The study showed that, for patients with tumors measuring 3.1-4 cm, cancer-specific mortality was 2-fold higher with heat-based thermal ablation than with cryoablation. However, cancer-specific mortality was similar with both treatments for patients with tumors measuring 3 cm or smaller.
Researchers compared cancer-specific mortality in patients with clinical T1a stage renal cell carcinoma treated with cryoablation or heat-based thermal ablation.
Among patients with tumors measuring 3.1-4 cm, the researchers matched 757 cryoablations and 388 heat-based thermal ablations via propensity score matching. Among patients with tumors measuring 3 cm or smaller, the researchers matched 2217 cryoablations and 1114 heat-based thermal ablations.

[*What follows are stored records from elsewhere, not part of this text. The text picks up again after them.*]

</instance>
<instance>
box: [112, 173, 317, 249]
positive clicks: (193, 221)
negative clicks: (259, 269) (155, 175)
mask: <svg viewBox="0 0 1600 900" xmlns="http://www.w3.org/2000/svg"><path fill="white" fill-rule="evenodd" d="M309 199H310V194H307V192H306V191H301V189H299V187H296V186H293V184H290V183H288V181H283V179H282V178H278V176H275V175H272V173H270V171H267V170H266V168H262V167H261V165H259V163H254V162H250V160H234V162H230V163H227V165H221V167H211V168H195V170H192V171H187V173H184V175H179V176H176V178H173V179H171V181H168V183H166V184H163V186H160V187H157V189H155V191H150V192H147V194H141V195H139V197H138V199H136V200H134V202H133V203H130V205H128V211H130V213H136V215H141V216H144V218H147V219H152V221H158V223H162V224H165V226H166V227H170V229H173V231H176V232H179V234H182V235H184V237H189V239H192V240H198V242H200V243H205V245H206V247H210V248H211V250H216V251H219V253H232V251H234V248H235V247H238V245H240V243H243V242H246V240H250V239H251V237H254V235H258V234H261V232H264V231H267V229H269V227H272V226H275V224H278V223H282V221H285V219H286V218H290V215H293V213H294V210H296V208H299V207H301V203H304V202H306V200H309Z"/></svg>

For patients with tumors measuring 3.1-4 cm, heat-based thermal ablation was associated with increased cancer-specific mortality compared with cryoablation (hazard ratio, 2.02; 95% CI, 1.29-3.17; P <.001).
For patients with tumors of 3 cm or smaller, there was no significant difference in cancer-specific mortality with the 2 treatments (hazard ratio, 1.13; 95% CI, 0.80-1.58; P =.5).
“Our findings corroborated that, in cT1a patients with tumor size 3.1-4 cm, cancer-specific mortality is two-fold higher after heat-based thermal ablation vs cryoablation,” the researchers wrote. “Conversely, in patients with tumor size ≤3 cm either ablation technique is equally valid. These findings should be considered at clinical decision making and informed consent.”